H.265/HEVC web browser support

Chromium can support h.265 when compiled with the aforementioned codec enabled during compilation.

Check it out - https://github.com/henrypp/chromium/releases

Those are all 64 bit releases, so make sure you install them on 64 Bit Windows only.


It works in IE and Edge but only if there is hardware support. It's also reported to work in Android browser and Chrome for Android on some devices that have hardware support.

Source: https://caniuse.com/#feat=hevc

n.b. If you strive to use h.265 to embed better quality video in your web content you should also consider transcoding and including webm: http://caniuse.com/webm/embed/. Support is flaky as well, but will absolutely improve rapidly as chip manufacturers are increasingly including hardware acceleration for both standards (HEVC and VP9)

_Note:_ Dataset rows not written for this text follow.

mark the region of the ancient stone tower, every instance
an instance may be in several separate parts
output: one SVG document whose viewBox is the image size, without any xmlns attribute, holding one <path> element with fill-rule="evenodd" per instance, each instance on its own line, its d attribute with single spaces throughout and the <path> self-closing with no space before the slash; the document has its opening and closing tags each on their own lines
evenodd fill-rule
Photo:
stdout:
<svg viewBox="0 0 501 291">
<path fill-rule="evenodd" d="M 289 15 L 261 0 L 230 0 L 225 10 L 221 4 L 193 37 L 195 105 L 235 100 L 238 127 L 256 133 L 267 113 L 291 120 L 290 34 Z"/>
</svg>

No, no browser supports H.265. And wide support is not likely to be added in the near future.

EDIT:

I updated the question because there are reports of it working in Edge when hardware decoding is available.

This is a good point.

In this case, the browser still does not support it. It is offloading decoding to the OS (Windows), and the OS is offloading to the hardware. But the result is the same as having browser support. This becomes cheaper, because the license was paid for by the chip company.

Background:

H.265 licensing has historically been extremely expensive. In some cases orders of magnitude more expensive than H.264. MPEG-LA and HEVC Advance patent pools expected companies like apple and Microsoft to pay for it. But they got too greedy (specifically HEVC Advance) by eliminating price caps, so Microsoft would have had to pay hundreds of millions of dollars for H.265, where H.264 caps out in the low millions. HEVC Advance has changed the licensing policy, but it may be too late, as google Microsoft, Amazon, Netflix, Cisco, Mozilla and others are developing a royalty free alternative (under the name Alliance for Open Media) so online video can never be held hostage again.